Andrzej Zoerard et Benedek de Zobor

† 1020

 

Andrzej était polonais et avait mené la vie érémitique, avant d’entrer au monastère de Zobor (Hongrie).

Plutôt ermite que cénobite, Andrzej conserva certaines de ses habitudes, étonnantes. En Carême, il s’isolait avec pour toute nourriture quarante noix (une par jour ?).

Il jeûnait presque toujours et dormait très peu. Il avait inventé plusieurs stratagèmes pour se réveiller s’il s’assoupissait ; il travaillait toute la journée.

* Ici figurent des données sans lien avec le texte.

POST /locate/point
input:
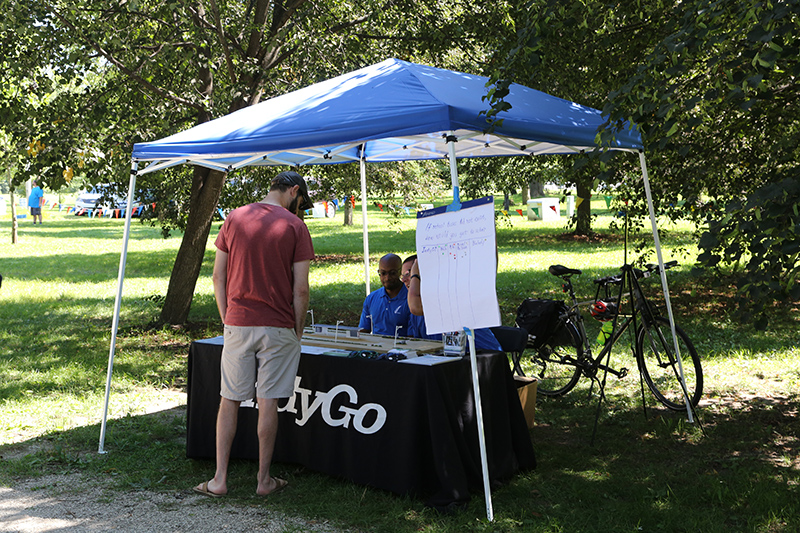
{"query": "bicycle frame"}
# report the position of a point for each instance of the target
(639, 308)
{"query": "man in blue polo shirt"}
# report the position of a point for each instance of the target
(387, 308)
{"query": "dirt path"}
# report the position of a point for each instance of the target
(72, 503)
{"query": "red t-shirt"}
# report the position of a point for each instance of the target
(262, 242)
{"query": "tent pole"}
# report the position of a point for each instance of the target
(476, 388)
(664, 285)
(451, 152)
(363, 164)
(115, 323)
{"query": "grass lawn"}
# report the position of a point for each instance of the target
(739, 470)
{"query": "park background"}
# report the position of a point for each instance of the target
(736, 470)
(711, 85)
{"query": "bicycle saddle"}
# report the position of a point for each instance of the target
(561, 270)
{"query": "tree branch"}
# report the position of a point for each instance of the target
(222, 41)
(163, 93)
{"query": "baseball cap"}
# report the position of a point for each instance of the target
(292, 178)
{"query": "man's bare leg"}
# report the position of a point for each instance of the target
(267, 431)
(227, 418)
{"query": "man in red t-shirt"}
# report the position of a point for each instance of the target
(261, 285)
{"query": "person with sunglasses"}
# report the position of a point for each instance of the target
(385, 310)
(260, 277)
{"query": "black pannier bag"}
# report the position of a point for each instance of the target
(539, 318)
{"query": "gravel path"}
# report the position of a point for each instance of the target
(55, 504)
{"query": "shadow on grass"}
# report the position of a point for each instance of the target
(658, 474)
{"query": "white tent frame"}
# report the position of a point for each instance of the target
(422, 146)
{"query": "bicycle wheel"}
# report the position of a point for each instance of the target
(655, 355)
(555, 365)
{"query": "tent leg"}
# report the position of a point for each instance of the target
(363, 164)
(487, 492)
(115, 323)
(451, 150)
(664, 285)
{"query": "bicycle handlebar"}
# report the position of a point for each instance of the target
(652, 268)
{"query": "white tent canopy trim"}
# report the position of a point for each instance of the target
(390, 111)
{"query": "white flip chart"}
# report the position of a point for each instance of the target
(456, 251)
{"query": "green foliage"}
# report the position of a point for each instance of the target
(712, 88)
(762, 233)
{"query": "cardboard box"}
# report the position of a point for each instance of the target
(526, 388)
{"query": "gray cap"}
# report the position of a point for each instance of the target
(292, 178)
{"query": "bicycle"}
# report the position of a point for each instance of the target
(559, 361)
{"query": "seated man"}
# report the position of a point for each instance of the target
(484, 338)
(387, 308)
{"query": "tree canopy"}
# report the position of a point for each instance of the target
(712, 86)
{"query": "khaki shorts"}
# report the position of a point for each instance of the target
(259, 361)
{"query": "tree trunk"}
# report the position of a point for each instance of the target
(348, 212)
(206, 188)
(13, 207)
(583, 188)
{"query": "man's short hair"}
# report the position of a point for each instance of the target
(410, 258)
(288, 179)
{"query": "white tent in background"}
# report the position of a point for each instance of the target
(390, 111)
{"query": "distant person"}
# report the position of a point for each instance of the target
(261, 286)
(484, 338)
(385, 310)
(35, 202)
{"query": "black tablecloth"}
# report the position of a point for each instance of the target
(426, 444)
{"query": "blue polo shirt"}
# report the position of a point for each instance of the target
(386, 313)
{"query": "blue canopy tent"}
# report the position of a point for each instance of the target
(390, 111)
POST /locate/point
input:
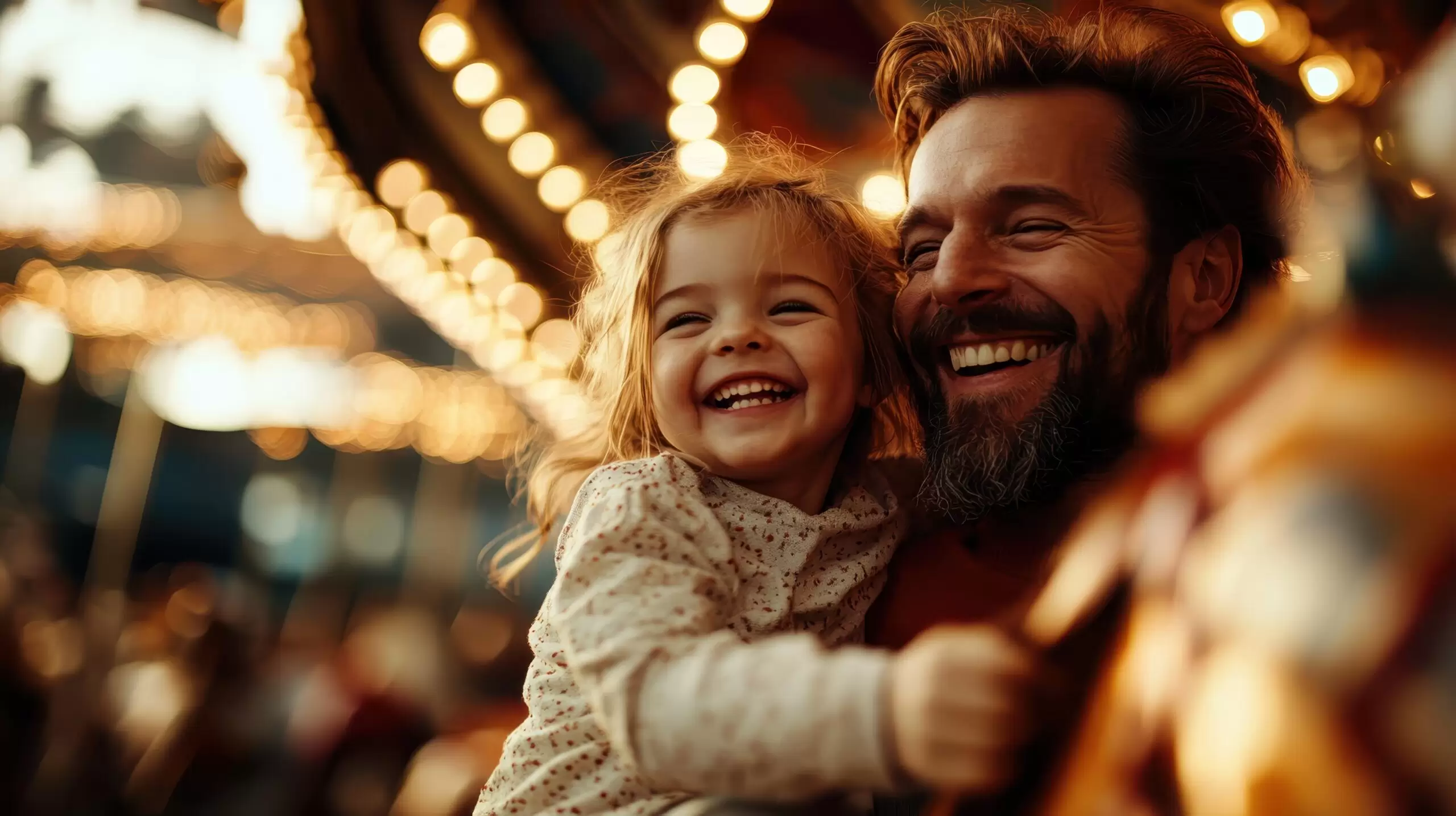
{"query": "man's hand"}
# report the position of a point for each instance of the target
(958, 703)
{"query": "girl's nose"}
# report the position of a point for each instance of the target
(740, 337)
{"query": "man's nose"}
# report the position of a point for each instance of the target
(740, 335)
(967, 274)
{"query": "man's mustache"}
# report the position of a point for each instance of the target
(991, 319)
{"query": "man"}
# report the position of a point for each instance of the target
(1087, 200)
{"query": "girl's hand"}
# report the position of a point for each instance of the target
(958, 700)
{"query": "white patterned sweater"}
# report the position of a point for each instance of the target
(685, 648)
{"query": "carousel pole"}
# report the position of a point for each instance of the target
(104, 600)
(31, 438)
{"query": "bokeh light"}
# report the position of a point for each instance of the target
(522, 301)
(532, 153)
(423, 210)
(477, 84)
(446, 40)
(1251, 22)
(692, 121)
(448, 231)
(883, 194)
(702, 159)
(561, 187)
(504, 118)
(721, 43)
(399, 181)
(587, 220)
(555, 342)
(1327, 76)
(491, 277)
(695, 84)
(747, 11)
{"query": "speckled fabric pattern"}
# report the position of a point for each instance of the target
(701, 640)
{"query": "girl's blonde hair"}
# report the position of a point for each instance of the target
(614, 317)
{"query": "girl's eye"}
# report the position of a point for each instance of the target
(792, 306)
(683, 321)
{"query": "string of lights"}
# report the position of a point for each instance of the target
(430, 258)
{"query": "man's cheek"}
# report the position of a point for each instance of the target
(909, 304)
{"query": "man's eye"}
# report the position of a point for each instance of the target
(683, 321)
(1039, 227)
(792, 306)
(921, 256)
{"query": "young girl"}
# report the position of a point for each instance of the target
(733, 531)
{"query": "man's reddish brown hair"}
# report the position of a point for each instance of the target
(1200, 147)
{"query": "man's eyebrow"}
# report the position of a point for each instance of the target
(1007, 197)
(1017, 196)
(677, 293)
(915, 217)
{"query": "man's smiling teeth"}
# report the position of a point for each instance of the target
(987, 354)
(750, 393)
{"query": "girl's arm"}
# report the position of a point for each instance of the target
(643, 601)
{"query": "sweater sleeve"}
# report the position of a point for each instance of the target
(644, 598)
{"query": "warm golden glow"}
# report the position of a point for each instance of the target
(587, 220)
(693, 84)
(423, 210)
(883, 194)
(490, 278)
(692, 121)
(1251, 22)
(446, 231)
(702, 159)
(561, 187)
(503, 120)
(446, 40)
(532, 153)
(555, 342)
(522, 301)
(747, 11)
(721, 43)
(468, 254)
(399, 181)
(1327, 76)
(477, 84)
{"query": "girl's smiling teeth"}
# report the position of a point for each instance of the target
(747, 393)
(970, 360)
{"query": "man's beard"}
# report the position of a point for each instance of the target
(979, 460)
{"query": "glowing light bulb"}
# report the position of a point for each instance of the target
(477, 84)
(399, 181)
(1248, 27)
(1327, 76)
(446, 41)
(561, 187)
(702, 159)
(883, 194)
(692, 121)
(503, 120)
(695, 84)
(747, 11)
(446, 231)
(532, 153)
(587, 220)
(423, 210)
(721, 43)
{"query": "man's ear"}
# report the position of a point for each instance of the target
(1203, 283)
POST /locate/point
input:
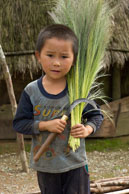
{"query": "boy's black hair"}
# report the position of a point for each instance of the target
(58, 31)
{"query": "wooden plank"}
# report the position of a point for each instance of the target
(120, 117)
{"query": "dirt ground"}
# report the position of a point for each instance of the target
(101, 165)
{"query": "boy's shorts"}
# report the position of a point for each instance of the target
(72, 182)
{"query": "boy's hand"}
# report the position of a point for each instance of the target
(56, 125)
(81, 131)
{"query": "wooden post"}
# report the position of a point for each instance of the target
(20, 139)
(116, 83)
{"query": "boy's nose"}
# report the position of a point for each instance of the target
(56, 63)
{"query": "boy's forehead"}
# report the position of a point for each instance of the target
(54, 43)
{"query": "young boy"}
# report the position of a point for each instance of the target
(39, 111)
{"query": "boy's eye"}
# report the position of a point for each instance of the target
(64, 56)
(49, 55)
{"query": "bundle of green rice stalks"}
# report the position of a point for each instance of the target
(91, 21)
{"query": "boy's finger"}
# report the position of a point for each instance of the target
(77, 126)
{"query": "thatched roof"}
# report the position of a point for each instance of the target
(21, 21)
(119, 45)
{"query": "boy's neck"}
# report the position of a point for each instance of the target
(53, 86)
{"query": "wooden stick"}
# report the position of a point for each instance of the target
(20, 139)
(107, 189)
(125, 191)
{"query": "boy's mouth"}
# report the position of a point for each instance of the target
(56, 71)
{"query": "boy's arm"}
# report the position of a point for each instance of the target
(24, 120)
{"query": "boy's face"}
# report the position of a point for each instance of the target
(56, 58)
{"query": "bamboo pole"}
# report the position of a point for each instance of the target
(20, 139)
(125, 191)
(110, 185)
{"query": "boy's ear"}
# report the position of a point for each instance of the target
(37, 55)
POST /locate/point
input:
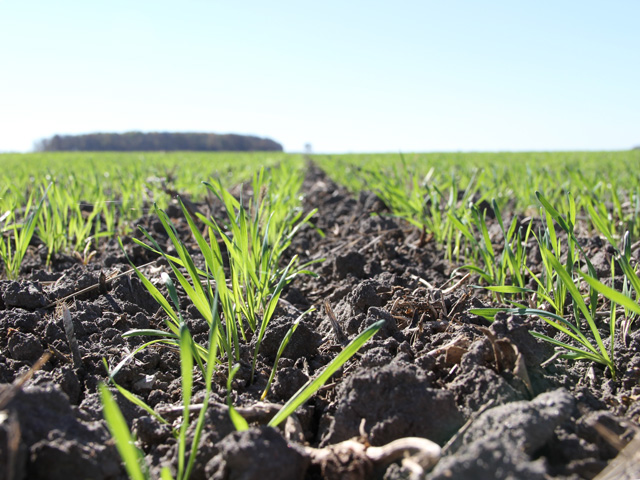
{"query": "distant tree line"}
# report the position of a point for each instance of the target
(164, 141)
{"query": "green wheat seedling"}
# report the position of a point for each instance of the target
(189, 350)
(495, 269)
(254, 244)
(130, 454)
(13, 250)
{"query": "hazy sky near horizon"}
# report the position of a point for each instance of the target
(345, 76)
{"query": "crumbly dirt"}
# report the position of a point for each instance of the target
(476, 388)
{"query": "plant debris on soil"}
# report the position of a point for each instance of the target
(484, 393)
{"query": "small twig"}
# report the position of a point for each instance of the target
(10, 392)
(101, 285)
(457, 285)
(422, 281)
(337, 330)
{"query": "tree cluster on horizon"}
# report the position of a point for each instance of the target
(156, 141)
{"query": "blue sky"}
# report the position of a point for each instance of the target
(345, 76)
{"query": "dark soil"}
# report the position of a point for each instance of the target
(433, 371)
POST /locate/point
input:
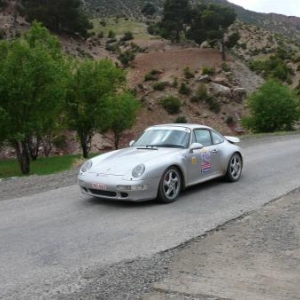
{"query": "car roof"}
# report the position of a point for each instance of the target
(182, 125)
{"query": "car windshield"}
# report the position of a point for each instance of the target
(164, 137)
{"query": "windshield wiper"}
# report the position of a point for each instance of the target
(170, 146)
(148, 147)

Très affaibli par un tel régime, il s’évanouit un jour dans la forêt. C’est là qu’un jeune homme le trouva et le ramena à sa cellule ; Andrzej lui imposa le silence.

Ce jeune homme, Benedek, resta au service d’Andrzej et, à la mort de ce dernier, en occupa la cellule (1020).

Trois ans après, des brigands quipassaient par là supposèrent que l’ermite pouvait avoir de l’argent et l’assassinèrent.

Le corps de Benedikt fut retrouvé un an plus tard dans le Waag, la rivière proche.

Les saints Andrzej et Benedek sont commémorés le 17 juillet dans le Martyrologe Romain.